Страха больше нет. На страх нет ни сил, ни времени.
Что есть? Бункер.
Бункер, где держали Натху, распахивается перед йогином. В свое время Горакша-натх точно так же распахнул подземную цитадель перед людьми субедара Марвари. Хитросплетения переходов и комнат, неоновое свечение силовых кабелей, мерцание линий связи, пульсация волноводов…
Аура дотягивается до минус одиннадцатого уровня. Дальше — тьма, неизвестность. Расширенная до предела, аура включает участок поверхности вокруг бункера. Кто притаился, замер за облысевшими кустами?
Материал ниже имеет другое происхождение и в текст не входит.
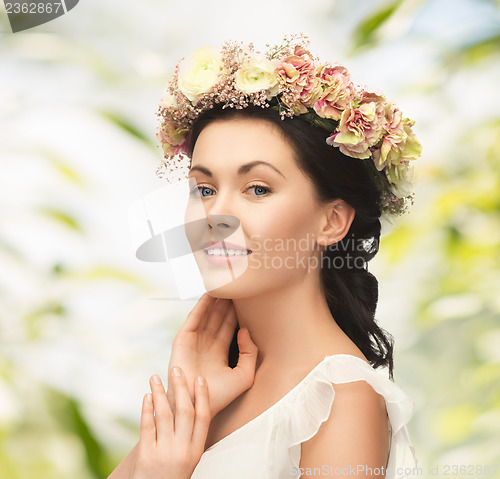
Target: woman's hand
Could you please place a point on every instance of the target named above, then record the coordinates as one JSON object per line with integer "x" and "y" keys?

Да, гуру-махараджа, это ты.
Не называй меня так, говорит йогин йогину. Между нами нет отношений наставника и последователя. Наши отношения иные: здесь и там, прошлый и нынешний, зритель и участник.
Хорошо, соглашается прошлый. Видишь? Группа Марвари уже пробилась на минус восьмой. Кипит бой. Маруты сражаются с мумиями в бинтах силовой брони. Помню, кивает нынешний. Я распахиваю дверь, гнет свое участник. Видишь? Марвари в коридоре. За дверью прячется ракшас в облике хищной жабы — телепатка-ларги…
Время застывает. Нет, движется. Ползет со скоростью тени от гномона солнечных часов.
— Ваша работа?
Вопрос задает шри Сандерсон.
Гуру не удивлен. Нынешний не удивлен, потому что ждал появления отца Натху. Прошлый не удивлен, потому что занят. Прошлый бьется насмерть с Сандерсоном-прошлым, факиром с дудкой. Бьется чужими руками, но это не важно.
— Вы про дверь?
— Да. — Шри Сандерсон сгорает от нетерпения. — Это вы открыли дверь?
— Я.
— Каким образом? Вы хакер?!
Йогин улыбается, слыша изумление телепата:
— Можно сказать и так. Я расширил свое энергополе на большую часть вашего бункера. Так я управлял техникой, потоками энергии, информацией…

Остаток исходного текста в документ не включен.